Нас заставляют долго ждать, пока не отворят другую дверь, и в продолжение этих минут все наше мужество уходит от нас, как вытекает, капля за каплей, кровь раненого, силящегося устоять на ногах. Страх перед тем, что мы вот-вот увидим, перед раздирающим сердце зрелищем, будущим отыскиванием трупа среди других трупов и рассматриванием этого бедного лица, вероятнее всего обезображенного, – всё это заставило нас трусить, как малых детей. Истощились наши силы, наша решимость, нервы напряглись до крайности, и, когда дверь отворилась, мы пробормотали: «Мы кого-нибудь пришлем» – и бежали.
Оттуда мы поехали в мэрию – в карете, каждый толчок которой отдавался в наших головах, как в пустом помещении. И невольный ужас охватил нас при мысли об этой смерти в больнице, смерти, которая тут лишь происшествие, предусмотренное внутренним регламентом, не более чем обычная административная формальность. Можно подумать, что в этом приюте агоний все так устроено, так налажено и так распределено, что умирают тут тоже по расписанию, и кажется мне теперь, что сама смерть открыла здесь свою контору.
В то время как нам выдают свидетельство о смерти – сколько бумаги, боже мой, исписанной и помеченной графами, из-за смерти одного бедняка! – врывается из соседней залы мужчина, радостный, восхищенный, чтобы отыскать на стенном календаре имя сегодняшнего святого и назвать им своего новорожденного.
Пробегая мимо, счастливый отец полами своего сюртука задевает нашу бумагу.
Вернувшись домой, нам еще нужно просмотреть ее бумаги, заставить себя собрать ее тряпки, разобраться в хаосе вещей, склянок, белья, оставшемся после болезни… Одним словом, рыться в смерти. Ужасно было вернуться в эту мансарду, где в неоправленной еще постели виднелись крошки хлеба от последнего ее обеда. Я накинул на тюфяк одеяло, как покров на тело покойника.

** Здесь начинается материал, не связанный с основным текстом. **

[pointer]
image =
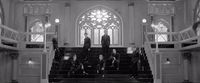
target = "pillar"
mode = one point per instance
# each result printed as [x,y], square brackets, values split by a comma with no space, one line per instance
[67,24]
[158,68]
[14,56]
[131,21]
[186,61]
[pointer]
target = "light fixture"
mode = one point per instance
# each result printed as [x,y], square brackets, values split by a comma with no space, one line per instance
[57,20]
[144,20]
[66,57]
[167,61]
[30,61]
[47,25]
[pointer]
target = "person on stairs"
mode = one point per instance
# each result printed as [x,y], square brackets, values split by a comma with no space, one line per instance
[76,67]
[105,42]
[101,65]
[134,63]
[115,59]
[86,46]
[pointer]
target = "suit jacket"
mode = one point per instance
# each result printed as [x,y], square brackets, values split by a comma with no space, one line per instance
[87,43]
[105,41]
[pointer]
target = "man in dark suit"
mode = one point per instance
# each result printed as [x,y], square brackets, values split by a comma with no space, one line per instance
[105,42]
[86,46]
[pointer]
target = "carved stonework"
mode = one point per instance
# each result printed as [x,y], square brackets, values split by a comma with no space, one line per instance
[187,55]
[161,9]
[37,9]
[131,4]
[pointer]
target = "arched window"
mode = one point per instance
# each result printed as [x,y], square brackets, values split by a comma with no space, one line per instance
[160,26]
[1,13]
[97,19]
[36,27]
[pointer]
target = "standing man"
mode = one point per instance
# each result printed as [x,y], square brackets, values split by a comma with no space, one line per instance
[105,42]
[86,46]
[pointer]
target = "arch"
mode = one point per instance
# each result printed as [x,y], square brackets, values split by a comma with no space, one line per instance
[95,20]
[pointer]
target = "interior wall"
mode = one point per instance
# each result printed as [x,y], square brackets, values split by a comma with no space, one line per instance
[173,72]
[69,14]
[6,8]
[195,60]
[29,73]
[5,67]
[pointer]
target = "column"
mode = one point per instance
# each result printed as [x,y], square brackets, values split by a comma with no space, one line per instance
[14,66]
[67,24]
[0,35]
[131,22]
[186,61]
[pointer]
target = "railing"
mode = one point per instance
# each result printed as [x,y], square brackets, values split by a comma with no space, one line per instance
[186,36]
[8,36]
[50,58]
[150,57]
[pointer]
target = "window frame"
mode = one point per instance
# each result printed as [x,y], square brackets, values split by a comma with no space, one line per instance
[44,18]
[78,29]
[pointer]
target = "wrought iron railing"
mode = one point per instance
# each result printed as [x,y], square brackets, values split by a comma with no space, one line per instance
[8,36]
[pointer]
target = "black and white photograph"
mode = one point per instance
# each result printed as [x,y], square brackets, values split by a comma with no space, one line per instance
[99,41]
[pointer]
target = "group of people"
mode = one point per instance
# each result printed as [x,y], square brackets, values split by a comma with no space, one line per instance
[105,58]
[79,66]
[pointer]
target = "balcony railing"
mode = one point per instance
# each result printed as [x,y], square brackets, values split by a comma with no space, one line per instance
[8,37]
[186,38]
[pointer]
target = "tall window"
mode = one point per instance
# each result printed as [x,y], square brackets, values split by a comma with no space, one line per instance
[35,27]
[95,21]
[160,26]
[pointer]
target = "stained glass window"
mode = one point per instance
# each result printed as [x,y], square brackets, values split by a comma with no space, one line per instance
[95,21]
[160,26]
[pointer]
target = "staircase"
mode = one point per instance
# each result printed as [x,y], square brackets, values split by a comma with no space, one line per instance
[60,68]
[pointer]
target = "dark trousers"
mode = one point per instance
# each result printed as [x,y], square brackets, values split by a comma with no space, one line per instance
[85,53]
[134,69]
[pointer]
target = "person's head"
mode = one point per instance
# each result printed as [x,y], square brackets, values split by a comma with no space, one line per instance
[105,31]
[74,57]
[100,57]
[86,34]
[114,51]
[54,36]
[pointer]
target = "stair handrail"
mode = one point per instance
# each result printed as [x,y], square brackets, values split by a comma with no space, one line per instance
[150,58]
[51,55]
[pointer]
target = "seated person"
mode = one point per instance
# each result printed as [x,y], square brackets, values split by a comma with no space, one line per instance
[76,67]
[100,65]
[114,58]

Стоя в часовне за мною, плачет племянница Розы, девочка, некоторое время жившая у нас вместе с нею. Ей теперь девятнадцать лет. Она воспитывалась в монастыре: бедная девочка, поблекшая, бледненькая, рахитичная, с узловатыми от бедности руками, с головой слишком большой для ее тела, с искривленным туловищем – печальный обломок всей этой чахоточной семьи, поджидаемый смертью и теперь уже отмеченный ею: в ее кротких глазах светится неземное мерцание.

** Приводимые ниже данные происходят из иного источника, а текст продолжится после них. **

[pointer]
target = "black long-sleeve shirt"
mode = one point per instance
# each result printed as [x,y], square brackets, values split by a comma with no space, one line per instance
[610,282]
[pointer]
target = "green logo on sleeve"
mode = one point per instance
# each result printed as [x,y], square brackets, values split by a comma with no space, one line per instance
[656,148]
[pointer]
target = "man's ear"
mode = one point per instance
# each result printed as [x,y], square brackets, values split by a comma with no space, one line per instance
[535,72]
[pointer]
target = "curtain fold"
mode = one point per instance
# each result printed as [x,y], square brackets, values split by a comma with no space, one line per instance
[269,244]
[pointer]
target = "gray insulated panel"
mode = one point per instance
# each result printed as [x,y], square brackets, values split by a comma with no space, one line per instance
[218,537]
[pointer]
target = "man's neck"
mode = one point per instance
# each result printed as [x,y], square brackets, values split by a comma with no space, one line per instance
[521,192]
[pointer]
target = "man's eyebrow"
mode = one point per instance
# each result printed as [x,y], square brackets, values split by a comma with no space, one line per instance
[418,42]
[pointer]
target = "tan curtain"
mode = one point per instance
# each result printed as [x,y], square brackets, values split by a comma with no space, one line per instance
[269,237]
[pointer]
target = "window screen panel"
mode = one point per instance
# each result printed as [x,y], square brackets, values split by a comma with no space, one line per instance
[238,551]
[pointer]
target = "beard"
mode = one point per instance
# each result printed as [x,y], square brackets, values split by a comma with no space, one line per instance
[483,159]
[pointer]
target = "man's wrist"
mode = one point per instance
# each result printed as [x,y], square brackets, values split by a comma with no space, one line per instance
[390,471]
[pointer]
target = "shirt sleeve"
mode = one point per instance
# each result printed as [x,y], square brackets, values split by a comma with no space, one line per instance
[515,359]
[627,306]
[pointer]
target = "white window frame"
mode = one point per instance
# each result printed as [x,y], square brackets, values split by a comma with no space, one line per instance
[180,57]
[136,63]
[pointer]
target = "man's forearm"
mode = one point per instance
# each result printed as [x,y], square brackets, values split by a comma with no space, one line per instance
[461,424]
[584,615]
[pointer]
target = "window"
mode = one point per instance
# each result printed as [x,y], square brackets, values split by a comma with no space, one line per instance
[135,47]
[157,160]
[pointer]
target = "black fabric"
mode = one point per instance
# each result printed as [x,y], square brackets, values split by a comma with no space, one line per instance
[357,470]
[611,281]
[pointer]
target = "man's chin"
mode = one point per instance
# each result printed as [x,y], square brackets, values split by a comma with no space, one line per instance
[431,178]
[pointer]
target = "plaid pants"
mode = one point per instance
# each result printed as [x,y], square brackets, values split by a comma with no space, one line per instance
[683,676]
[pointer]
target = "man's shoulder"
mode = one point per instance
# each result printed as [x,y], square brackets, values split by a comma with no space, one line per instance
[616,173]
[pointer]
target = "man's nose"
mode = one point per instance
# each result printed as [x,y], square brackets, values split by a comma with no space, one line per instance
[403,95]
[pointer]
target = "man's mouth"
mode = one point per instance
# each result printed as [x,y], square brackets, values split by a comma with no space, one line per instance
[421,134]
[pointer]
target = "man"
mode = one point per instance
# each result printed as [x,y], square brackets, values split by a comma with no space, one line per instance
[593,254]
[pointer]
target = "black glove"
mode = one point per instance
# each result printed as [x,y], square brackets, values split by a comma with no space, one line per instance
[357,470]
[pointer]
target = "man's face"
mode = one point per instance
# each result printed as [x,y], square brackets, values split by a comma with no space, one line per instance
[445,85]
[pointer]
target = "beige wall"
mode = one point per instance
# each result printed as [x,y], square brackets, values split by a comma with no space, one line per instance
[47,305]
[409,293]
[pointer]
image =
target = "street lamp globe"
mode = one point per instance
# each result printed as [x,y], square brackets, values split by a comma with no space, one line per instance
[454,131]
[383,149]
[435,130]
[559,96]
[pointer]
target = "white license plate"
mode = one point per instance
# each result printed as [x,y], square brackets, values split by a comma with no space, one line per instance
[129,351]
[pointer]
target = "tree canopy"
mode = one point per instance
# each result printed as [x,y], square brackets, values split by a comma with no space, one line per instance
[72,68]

Из часовни до конца кладбища Монмартр – раскинувшегося как подземный город и занимающего целый квартал – медленное, бесконечное шествие по грязи. И вот, наконец, пение священников, и могильщики с усилием опускают в яму гроб на веревках.
Наконец сегодня утром я собираюсь с силами и снова вижу больницу, и сторожа, красномордого, толстого, от которого так и несет жизнью, как от других несет вином. Снова вижу коридоры, где утренние лучи отражаются в бледной улыбке выздоравливающих…
В далеком углу я звоню у двери, завешенной белой занавеской. Отворяют, и вот я в приемной. Между окон, на столике, напоминающем алтарь, помещается статуэтка Богоматери. На стенах холодной и неуютной комнаты висят – не понимаю, по какому случаю, – два вида Везувия в рамках, несчастные акварели, которые как будто зябнут и чувствуют себя не на месте. В дверь, отпертую позади меня, из маленькой комнатки, залитой солнечным светом, доносится болтовня сестер и детей, молодые радости, добрые, веселые смешки, свежие звуки и возгласы – шум оживленной солнцем голубятни…
Монахини в белом, в черных чепцах, входят и проходят мимо меня; одна останавливается перед моим стулом. Она невысокого роста, дурно сложена, некрасива, но в ее глазах светится нежность. Она присматривает за палатой св. Иосифа, где лежала Роза. Она рассказывает мне, что Роза умерла почти без страданий, чувствуя себя лучше, чуть ли не вполне здоровой, исполненной облегчения и надежды.